Project 12 - How do AI coding agents write tests, and when do they fail? | Women in Computer Science

Graduate mentor's supervisor: Prof. Mei Nagappan

LLM-based agents are now used to write tests and fix bugs in real software. They sometimes succeed but when they fail, we usually have no idea why. Every agent leaves a full step-by-step log of what it did, called a trajectory. Many of these logs are now public, but almost no one has sat down and studied them carefully. This project analyzes those logs to understand how agents actually work in generating tests, where they get stuck, and what makes some tasks harder than others. This matters because developers are starting to trust these tools with real work. If we understand how and when they fail, we can build better tools and know when their output needs a second look. Recent public benchmarks like SWT Bench and SWE Atlas, built on real open-source projects, release these trajectories openly, so the data is ready to use.

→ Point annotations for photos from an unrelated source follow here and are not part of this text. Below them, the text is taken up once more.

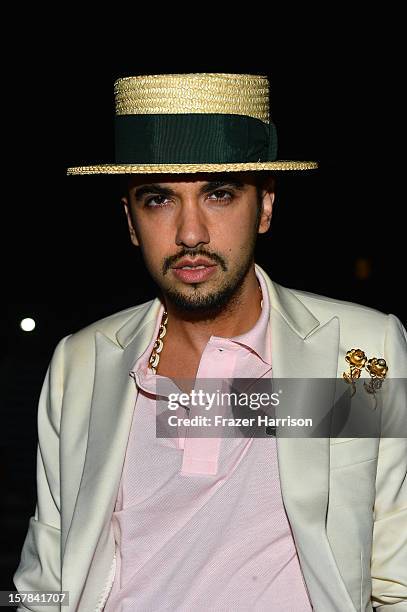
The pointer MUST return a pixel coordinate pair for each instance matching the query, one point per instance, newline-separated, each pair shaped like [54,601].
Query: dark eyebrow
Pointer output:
[167,191]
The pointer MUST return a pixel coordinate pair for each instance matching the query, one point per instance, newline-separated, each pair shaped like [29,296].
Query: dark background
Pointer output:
[67,258]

The project splits into three connected parts, so a team of 3-4 can each own one and share findings:

Short-term (this term): read a set of agent trajectories and tag what the agent does at each step, such as reading the report, opening files, running code, or retrying. Agree on a shared labeling guide so everyone tags the same way. Produce a first clear picture of common agent behaviors and the most common ways they fail.
Medium-term: compare different agents on the same tasks and check whether they fail on the same bugs or different ones. This shows whether failure comes from the task being hard or from the agent. Separately, compare easy and hard tasks and look at simple structural differences, like how many files are involved, or what kind of error shows up.
Longer-term (for students who continue past the program): turn the labeled trajectories into a paper and a taxonomy of how agents behave when writing tests.

This project is best suited for students who have taken one or two programming courses and are comfortable reading code and data files in Python. No research experience and no AI background needed. Most of the work is careful reading, organizing, and labeling, so first and second-year students can do it.